# Evaluate the angle x in terms of angles and y and z?

I need help with this problem and problems like this. I know that to solve this problem I have to find which angles are the same and etc, but how do I know that. How can I see that two angles are the same or if their sum is a certain angle ?

For example like this problem:

In the following figure,AB ̅and ̅̅̅̅CD are parallel. Evaluate the angle x in terms of angles y and z.

How do I approach this problem ? Can you give me some tips for these types of problems ? I would really appreciate it.

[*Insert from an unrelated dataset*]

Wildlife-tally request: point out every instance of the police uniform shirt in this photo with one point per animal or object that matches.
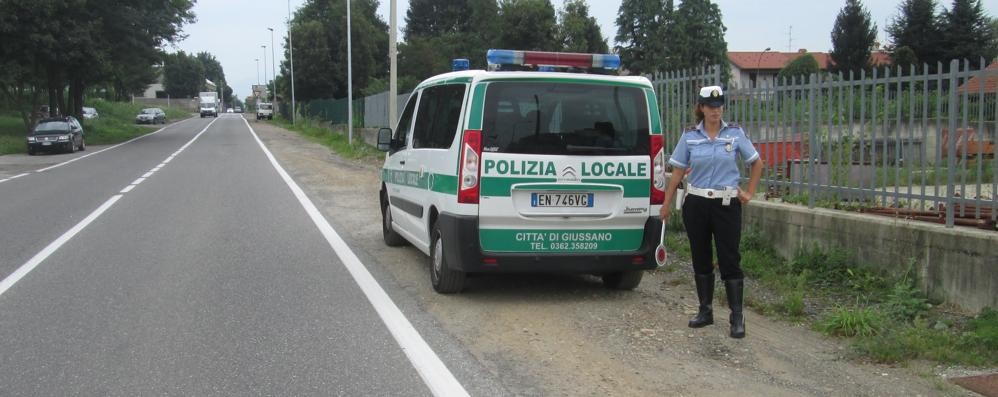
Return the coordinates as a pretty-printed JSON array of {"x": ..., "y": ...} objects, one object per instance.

• If AB and CD are parallel then that implies BD extended forms the same angle of intersection with them at both ends. The same goes for AC. Commented Jul 15, 2016 at 13:31
• Start by drawing it out, extending AB, AC and BD, and writing in the missing angles which are equal to others. you will also use 2 rules: sum of angles within a triangle is 180 degrees, and sum of angles on a straight line is 180 degrees. Commented Jul 15, 2016 at 13:32
• @RobertFrost So the y angle at point B is equal to the angle at point D ? Commented Jul 15, 2016 at 13:36
• Yes, the higher of the two angles by D. Commented Jul 15, 2016 at 13:41

$x=z+y$

If you extend AB, BD and AC you will se that the angle outside of B is $y$.

Since AB and DC are parallel, the internal angle next to D and inside the triangle with $z$ is equal to $y$.

The angle next to $x$ and inside the triangle with $z$ is therefore $180-(z+y)$

$x$ is therefore $z+y$.

• The moment you posted the question I figured it out hahaha. Thank you for the tips :D Commented Jul 15, 2016 at 13:42

Label angle $CDB$ as $y$ and use the exterior angle theorem for triangles in Euclidean geometry.